The Mountain View House is located in Whitefield, in the heart of the northern White Mountains. It first opened in 1866 - due to an accident, according to Dodge family tradition. In 1865 a stage coach en route to Montreal overturned some three miles north of Whitefield's town center. The driver directed his two passengers to a nearby farmhouse owned by William Franklin Dodge (ca. 1827-1919) and Mary Eastman Dodge, who took them in. The visitors were so charmed by the view, they stayed a few extra days and then returned that summer for several weeks. The following year, in 1866, the Dodges built an annex to then" farmhouse to accommodate visitors and officially opened the hotel. They advertised in Boston papers that they welcomed summer boarders.

Guests were treated not only to a captivating view, but to home-cooked meals that relied heavily on produce, meat and dairy products from the Dodge's farm. The couple divided its work in traditional fashion: Mary Dodge cooked and served meals, while William Dodge ran the farm and drove guests around the countryside. As guests increased, the Dodges added onto their hotel, initially demolishing (or engulfing) their farmhouse, and later by adding another large wing every four to ten years. The first major addition, a mansard-roof structure built in 1872 to replace their farmhouse, increased guest capacity to fifty. Eight years later, the building was doubled in size. By 1884, the hotel could accommodate 100 guests, a number that soared to 140 with yet another addition in 1891- 92. The early 1900s brought more expansion with new guest room wings added in 1904- 05,1921-22 and 1927, and in 1921, a large dining room that could seat 450. At its peak, the hotel's capacity was 300 guests. Some of the wings were likely built by Eugene Gale (1871-post-1953), a noted local contractor who worked on many of the hotel buildings in the region.

Brochures published at various times called attention to the hotel's comfortable sitting and activity rooms, the immense oval dining room, telephone service (by 1899), steam heat (installed 1901), electric lighting (1905) and bell system, and country cuisine. When the east wing was added in 1904-05, it was designed so that it could be isolated from the rest of the hotel, allowing the Dodges to have a modest number of guests during the cold winter months.

Behind the hotel, the Dodges gradually erected dormitories for hotel staff, a separate dormitory for guest chauffeurs, barn, garages, and greenhouse. They even recycled obsolete buildings: when the 1904-05 wing replaced the 1866 annex, they moved the annex behind the hotel and converted it into another staff dormitory.

Recreational opportunities abounded at the Mountain View. In 1899, the hotel added a golf course, joining tennis courts, croquet lawn and baseball diamond. Indoor activities ranged from theatricals, movies, and dancing to billiards and bowling. In the late 1930s, the family erected a golf clubhouse and, the following decade, installed a swimming pool.

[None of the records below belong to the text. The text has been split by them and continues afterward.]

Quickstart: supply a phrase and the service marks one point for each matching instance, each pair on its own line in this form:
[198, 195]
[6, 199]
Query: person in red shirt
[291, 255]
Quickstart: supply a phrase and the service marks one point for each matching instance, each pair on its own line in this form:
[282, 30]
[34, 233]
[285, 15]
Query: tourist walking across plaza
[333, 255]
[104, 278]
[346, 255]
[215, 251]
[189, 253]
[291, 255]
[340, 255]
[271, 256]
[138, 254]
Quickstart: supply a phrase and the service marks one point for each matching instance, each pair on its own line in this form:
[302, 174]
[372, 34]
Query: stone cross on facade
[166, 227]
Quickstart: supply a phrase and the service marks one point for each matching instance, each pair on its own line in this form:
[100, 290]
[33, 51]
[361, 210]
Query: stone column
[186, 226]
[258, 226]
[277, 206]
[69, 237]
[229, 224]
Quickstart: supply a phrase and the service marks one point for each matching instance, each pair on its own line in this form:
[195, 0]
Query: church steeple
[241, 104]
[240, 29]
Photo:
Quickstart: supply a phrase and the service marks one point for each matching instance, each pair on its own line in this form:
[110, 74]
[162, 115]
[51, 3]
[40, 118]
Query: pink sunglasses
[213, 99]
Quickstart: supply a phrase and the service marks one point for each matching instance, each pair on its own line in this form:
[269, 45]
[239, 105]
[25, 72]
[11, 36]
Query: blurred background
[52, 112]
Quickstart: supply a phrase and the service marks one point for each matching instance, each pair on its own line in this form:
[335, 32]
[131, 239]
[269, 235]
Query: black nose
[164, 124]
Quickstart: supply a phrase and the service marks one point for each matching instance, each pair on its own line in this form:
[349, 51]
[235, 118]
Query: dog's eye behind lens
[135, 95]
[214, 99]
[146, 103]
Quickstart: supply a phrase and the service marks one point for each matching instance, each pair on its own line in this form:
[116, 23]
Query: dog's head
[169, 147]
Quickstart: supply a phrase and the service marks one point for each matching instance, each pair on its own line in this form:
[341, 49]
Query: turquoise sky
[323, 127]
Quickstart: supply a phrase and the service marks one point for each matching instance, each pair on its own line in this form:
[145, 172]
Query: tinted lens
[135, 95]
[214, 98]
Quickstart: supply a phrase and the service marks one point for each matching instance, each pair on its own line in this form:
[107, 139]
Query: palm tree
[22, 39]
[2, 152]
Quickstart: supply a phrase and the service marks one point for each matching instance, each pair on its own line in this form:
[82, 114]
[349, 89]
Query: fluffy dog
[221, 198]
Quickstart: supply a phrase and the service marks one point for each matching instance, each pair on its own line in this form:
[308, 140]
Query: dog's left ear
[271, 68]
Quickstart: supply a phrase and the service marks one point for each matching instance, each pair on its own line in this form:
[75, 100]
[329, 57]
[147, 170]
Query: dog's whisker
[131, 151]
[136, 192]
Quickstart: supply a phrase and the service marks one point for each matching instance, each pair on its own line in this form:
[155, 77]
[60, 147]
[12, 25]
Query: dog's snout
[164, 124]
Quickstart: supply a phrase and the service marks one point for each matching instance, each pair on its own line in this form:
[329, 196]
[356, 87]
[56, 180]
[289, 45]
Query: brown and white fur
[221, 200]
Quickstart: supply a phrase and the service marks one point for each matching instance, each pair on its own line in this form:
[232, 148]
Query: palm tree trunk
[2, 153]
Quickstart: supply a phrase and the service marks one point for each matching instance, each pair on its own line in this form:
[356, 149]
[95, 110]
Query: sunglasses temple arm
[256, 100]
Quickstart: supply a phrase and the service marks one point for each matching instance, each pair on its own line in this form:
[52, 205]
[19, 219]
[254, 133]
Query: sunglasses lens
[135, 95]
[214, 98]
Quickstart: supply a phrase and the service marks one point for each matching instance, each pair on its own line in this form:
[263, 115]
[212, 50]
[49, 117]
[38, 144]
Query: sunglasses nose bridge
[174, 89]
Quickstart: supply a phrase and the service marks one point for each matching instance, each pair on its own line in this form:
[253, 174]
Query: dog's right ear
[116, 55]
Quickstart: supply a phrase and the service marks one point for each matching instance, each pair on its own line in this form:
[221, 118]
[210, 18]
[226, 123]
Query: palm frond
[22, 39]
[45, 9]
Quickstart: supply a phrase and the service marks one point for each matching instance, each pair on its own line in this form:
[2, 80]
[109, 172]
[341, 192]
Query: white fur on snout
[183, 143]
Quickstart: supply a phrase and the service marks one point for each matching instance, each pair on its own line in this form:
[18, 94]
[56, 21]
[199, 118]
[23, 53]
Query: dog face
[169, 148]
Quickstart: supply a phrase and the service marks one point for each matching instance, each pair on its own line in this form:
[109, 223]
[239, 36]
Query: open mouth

In 1884, nearly twenty years after the hotel first opened, Mary and William Dodge passed the management on to their son, Van Herbert (1859-1934), and his wife Alice (d. 1948). It was during their thirty-five year tenure that the facility took on grand resort hotel stature, as it grew from a single mansard-roofed block into a vast structure with three major wings. Three of the dormitories were erected under their direction. Their son and daughter-in-law, Frank Schuyler Dodge (1889-1948) and Mary Bowden Dodge, managed the hotel from 1919 until Frank's death in 1948. Under their guidance, four additional large wings and two guest cottages were constructed, as well as the golf clubhouse and swimming pool. In 1953, after five years of running the hotel on her own and adding another staff dormitory, Mary Dodge passed the operation on to her sons, fourth generation Frank Schuyler, Jr. (b. 1928) and John Bowden (b. 1930) Dodge. The brothers ran it together for fourteen years, adding Century Hall, a conference center, in 1965. Two years later, John left the business, and his brother ran it alone for another twelve years.

In 1979, with 3,000 acres, the hotel passed out of the Dodge family to Mountain View Associates, headed by Robert and Ann Diltz. The hotel proved unprofitable for the couple, and in 1986 it closed its doors. Three years later, its contents were sold at auction, and a substantial amount of the acreage sold off. After twelve years of sitting vacant, the hotel buildings and the remaining 360 acres were purchased by contractor/developer Kevin Craffey of Massachusetts. Following a certified historic rehabilitation that approached twenty million dollars and included constructing new kitchen and pool wings and enlarging many of the guest rooms, the hotel reopened in May, 2002.